Das Leben des anderen
Simon lebt ohne Sinn und Ziel. Bestenfalls tut er etwas für die Gemeinschaft, wenn er in der Umgebung seiner Wohnung ein nervendes Graffito übermalt. Prompt erscheint kurz darauf an gleicher Stelle wie ein bedrohlicher Auftrag an einen Unbekannten der Schriftzug »Well, take him«. Tatsächlich ist so etwas wie der Höhepunkt in Simons traurigem Leben, dass er in seiner Wohnung überfallen wird. Doch Jeremy, der Täter, hat sich verrechnet.

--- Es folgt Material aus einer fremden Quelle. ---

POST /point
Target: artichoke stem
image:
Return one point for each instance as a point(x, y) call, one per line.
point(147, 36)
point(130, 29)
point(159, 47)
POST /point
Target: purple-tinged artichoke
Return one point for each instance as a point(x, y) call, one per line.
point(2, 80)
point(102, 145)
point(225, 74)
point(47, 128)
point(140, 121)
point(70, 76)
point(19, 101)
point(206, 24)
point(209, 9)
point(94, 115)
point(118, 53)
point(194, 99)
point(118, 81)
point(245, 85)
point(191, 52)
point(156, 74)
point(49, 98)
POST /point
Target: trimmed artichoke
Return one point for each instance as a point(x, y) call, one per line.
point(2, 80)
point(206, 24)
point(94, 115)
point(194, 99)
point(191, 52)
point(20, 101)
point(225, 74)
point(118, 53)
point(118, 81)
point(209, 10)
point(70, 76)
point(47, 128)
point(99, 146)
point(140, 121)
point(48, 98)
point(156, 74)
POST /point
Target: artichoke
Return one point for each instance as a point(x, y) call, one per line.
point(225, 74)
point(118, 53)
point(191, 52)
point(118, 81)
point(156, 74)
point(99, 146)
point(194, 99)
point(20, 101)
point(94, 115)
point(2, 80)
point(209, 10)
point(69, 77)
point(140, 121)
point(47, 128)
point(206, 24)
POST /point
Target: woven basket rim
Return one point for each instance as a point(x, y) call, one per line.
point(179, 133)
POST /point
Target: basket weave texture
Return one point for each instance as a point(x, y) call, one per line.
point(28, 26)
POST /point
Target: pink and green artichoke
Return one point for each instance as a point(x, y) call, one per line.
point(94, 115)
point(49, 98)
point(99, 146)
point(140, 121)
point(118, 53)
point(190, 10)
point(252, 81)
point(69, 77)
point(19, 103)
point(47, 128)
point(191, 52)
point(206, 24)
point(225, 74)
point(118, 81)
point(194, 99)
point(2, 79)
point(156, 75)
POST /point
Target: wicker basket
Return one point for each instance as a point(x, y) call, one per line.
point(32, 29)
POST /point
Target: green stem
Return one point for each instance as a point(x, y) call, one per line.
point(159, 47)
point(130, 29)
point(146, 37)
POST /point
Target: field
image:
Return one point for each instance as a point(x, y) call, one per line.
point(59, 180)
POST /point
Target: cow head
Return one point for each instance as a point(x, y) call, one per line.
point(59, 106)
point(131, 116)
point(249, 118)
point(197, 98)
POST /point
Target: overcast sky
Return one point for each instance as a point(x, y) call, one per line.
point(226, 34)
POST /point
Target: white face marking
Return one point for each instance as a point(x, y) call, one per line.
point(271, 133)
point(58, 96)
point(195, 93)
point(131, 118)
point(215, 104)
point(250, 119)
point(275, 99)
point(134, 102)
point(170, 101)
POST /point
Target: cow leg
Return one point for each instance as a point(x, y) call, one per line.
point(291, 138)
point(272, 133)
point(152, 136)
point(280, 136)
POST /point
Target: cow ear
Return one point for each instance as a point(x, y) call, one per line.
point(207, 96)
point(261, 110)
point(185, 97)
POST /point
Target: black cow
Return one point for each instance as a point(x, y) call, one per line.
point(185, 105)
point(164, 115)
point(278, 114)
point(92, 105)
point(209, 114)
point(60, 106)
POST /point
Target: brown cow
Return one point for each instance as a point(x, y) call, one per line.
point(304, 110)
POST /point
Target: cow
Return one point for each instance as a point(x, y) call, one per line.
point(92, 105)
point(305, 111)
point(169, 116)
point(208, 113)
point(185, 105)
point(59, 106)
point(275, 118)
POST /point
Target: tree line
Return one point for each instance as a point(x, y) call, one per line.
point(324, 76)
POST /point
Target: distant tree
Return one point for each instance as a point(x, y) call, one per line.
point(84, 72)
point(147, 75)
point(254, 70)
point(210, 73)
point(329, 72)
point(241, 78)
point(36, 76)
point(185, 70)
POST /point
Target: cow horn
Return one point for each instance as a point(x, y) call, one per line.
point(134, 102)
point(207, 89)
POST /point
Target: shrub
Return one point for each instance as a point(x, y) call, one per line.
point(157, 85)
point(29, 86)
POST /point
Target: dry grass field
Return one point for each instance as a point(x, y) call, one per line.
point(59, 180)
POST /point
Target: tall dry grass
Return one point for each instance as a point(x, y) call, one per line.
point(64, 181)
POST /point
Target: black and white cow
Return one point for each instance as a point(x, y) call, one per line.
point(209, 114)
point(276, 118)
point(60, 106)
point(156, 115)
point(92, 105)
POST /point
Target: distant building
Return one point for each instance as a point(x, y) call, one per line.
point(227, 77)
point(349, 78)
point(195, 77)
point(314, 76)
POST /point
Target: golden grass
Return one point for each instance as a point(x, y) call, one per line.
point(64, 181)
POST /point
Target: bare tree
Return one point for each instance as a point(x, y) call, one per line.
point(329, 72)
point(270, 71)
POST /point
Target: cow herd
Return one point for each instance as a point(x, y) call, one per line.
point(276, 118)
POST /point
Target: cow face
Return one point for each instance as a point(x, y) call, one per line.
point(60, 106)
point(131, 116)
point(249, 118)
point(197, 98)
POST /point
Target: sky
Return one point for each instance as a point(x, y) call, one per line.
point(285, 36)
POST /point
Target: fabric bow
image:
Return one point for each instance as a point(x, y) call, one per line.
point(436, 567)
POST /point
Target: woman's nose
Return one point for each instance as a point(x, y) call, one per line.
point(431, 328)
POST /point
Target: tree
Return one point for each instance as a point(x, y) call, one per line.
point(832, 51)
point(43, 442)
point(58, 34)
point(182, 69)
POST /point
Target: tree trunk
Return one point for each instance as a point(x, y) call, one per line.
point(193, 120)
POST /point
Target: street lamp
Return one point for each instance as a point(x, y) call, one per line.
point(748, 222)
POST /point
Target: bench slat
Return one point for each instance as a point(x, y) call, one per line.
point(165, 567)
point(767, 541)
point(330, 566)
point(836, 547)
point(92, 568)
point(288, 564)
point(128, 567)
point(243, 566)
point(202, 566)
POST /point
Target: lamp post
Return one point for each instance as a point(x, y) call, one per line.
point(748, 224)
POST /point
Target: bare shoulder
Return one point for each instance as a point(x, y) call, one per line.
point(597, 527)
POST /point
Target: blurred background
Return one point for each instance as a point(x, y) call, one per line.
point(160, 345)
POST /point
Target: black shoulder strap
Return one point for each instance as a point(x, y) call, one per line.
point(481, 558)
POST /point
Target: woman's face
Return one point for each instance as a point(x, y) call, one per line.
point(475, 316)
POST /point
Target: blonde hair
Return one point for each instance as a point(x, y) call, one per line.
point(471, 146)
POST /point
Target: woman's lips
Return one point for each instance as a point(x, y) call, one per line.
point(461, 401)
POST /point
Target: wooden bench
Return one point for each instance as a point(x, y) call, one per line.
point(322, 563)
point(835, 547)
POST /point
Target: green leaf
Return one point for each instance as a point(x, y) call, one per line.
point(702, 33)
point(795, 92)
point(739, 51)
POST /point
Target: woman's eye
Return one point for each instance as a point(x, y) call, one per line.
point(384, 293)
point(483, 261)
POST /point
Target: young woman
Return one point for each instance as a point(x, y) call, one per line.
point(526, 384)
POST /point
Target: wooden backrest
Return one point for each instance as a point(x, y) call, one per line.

Simon tötet Jeremy und hat neben dem unerklärlichen Mordversuch jetzt zusätzlich das Problem, die Leiche entsorgen zu müssen. Zu allem Überfluss gleicht er seinem gescheiterten Mörder wie aus dem Gesicht geschnitten. Auch die Kleidergröße passt. Um Jeremys Motiv herauszufinden, schlüpft Simon in dessen Rolle. Seine Frau oder seine Kollegen an der Universität ahnen irgendwie, dass »Jeremy« nicht mehr er selbst ist. Aber auf dem Campus gibt es andere, die sich dessen schon bald sogar sicher sind.
Auf dem Weg zur Lösung wird Simon dem Wahnsinn näher kommen, als er sich das jemals hätte vorstellen können. Vielleicht löst er das Rätsel erst, wenn er das Schicksal seines Doppelgängers teilt. -
Ryan David Jahn erschafft in seiner Geschichte eine Atmosphäre wie der legendäre Jim Thompson und »In die finstere Nacht«. Das ist ein sehr gutes, klassisches Niveau, auf dem Jahn weiter aufbauen kann. Vielleicht fühlt sich in den Jahren, die da noch kommen werden, ein weiterer Autor dadurch so sehr angeregt wie seinerzeit kein Geringerer als Stephen King von Jim Thompson.